Joule heating induced non-melting phase transition and multi-level conductance in MoTe2 based phase change memory

Abstract

Phase change memory (PCM) is considered as a leading candidate for next generation data storage as well as emerging computing device, but the advancement has been hampered by high switching energy due to the melting process and amorphous relaxation induced large resistance drift. Polymorphic crystal-crystal transition without amorphization in metal dichalcogenides (TMDs) could be employed to solve these issues. Yet, the mechanism is still controversy. A melting-free PCM made of two dimensional (2D) MoTe2, which exhibits unipolar resistive switching (RS) and multi-level states with substantially reduced resistance drift via joule heating, is reported in this work. The device is first prepared based on the temperature dependence of Raman spectrum and electrical transport investigations on MoTe2 films.
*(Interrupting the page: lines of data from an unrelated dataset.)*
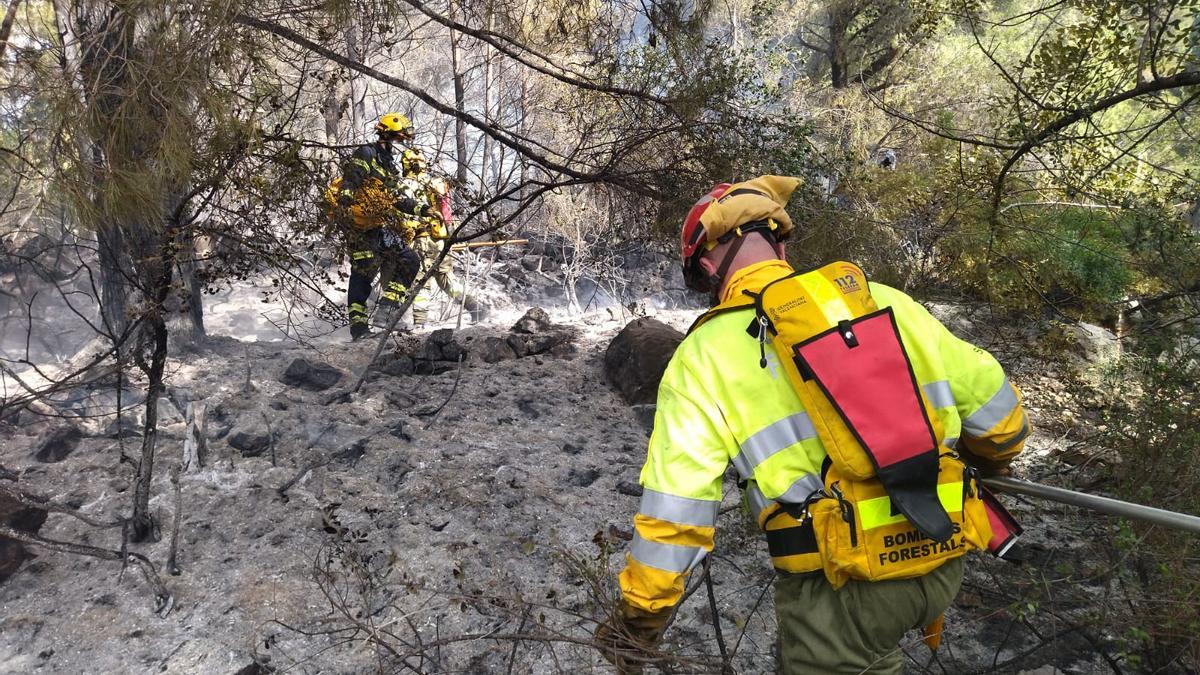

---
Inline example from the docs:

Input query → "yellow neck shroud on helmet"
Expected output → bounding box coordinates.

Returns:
[700,175,800,245]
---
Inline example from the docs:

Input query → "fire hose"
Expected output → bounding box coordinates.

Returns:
[983,476,1200,534]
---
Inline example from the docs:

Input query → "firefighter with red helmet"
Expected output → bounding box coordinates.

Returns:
[596,175,1030,674]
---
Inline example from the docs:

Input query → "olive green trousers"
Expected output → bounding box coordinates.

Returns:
[775,557,962,675]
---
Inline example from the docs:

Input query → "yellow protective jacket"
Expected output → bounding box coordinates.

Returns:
[619,261,1030,613]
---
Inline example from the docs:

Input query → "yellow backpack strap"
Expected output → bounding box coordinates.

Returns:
[688,297,754,335]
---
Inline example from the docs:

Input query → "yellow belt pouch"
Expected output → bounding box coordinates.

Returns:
[809,455,991,589]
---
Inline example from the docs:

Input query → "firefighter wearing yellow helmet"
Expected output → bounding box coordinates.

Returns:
[401,151,487,327]
[326,113,428,340]
[596,175,1030,675]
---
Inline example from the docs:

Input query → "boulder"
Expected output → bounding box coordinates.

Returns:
[479,335,517,363]
[630,404,659,434]
[229,426,271,458]
[34,424,83,464]
[604,318,684,405]
[379,354,413,377]
[416,328,467,362]
[512,307,554,335]
[280,358,342,392]
[0,482,47,584]
[566,468,600,488]
[1067,323,1121,363]
[508,328,575,357]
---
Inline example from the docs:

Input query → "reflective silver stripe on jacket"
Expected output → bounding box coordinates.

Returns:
[962,377,1019,436]
[733,412,817,478]
[637,489,721,527]
[629,532,704,574]
[922,380,954,408]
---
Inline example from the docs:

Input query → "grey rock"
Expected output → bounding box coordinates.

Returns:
[508,328,575,357]
[479,335,517,363]
[566,468,600,488]
[512,307,554,334]
[379,354,415,377]
[229,428,271,458]
[0,480,47,584]
[604,318,684,405]
[34,424,83,464]
[414,360,458,375]
[1067,323,1121,363]
[103,414,142,438]
[280,358,342,392]
[442,341,467,362]
[416,340,442,362]
[630,404,659,434]
[617,480,642,497]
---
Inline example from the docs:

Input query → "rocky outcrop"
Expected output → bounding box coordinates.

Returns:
[479,307,576,363]
[604,318,684,403]
[1063,323,1121,363]
[280,359,342,392]
[34,424,83,462]
[0,483,46,584]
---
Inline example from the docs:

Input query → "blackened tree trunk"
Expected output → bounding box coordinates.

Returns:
[130,234,174,542]
[450,0,467,186]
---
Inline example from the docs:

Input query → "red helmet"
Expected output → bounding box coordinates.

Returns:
[679,183,732,277]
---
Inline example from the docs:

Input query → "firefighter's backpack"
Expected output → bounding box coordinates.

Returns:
[746,262,991,587]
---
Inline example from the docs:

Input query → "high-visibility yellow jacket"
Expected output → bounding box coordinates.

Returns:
[620,261,1030,613]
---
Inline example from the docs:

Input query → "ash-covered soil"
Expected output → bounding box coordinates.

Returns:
[0,253,1142,674]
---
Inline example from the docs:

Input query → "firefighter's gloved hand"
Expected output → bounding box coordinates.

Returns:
[595,601,671,675]
[959,449,1013,478]
[392,197,425,216]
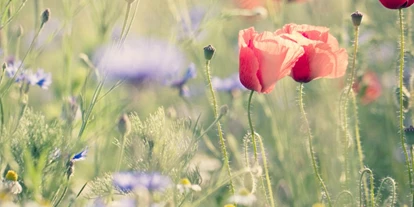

Significantly improved device performances on energy efficiency, switching speed, and memory window are further achieved by electrode size scaling down, indicating the key role of localized heating. Then, device scale transmission electron microscopy images reveal that the resistive switching stems from the transition between semiconducting 2H phase and metallic 1T′ phase. An entropy induced Te vacancies model is proposed to explain the reversible phase change mechanism in the MoTe2 based device. This study paves the way for further development of PCM based on atomically thin 2D TMDs, aiming for high density storage-class memory and high-precision neuromorphic computing.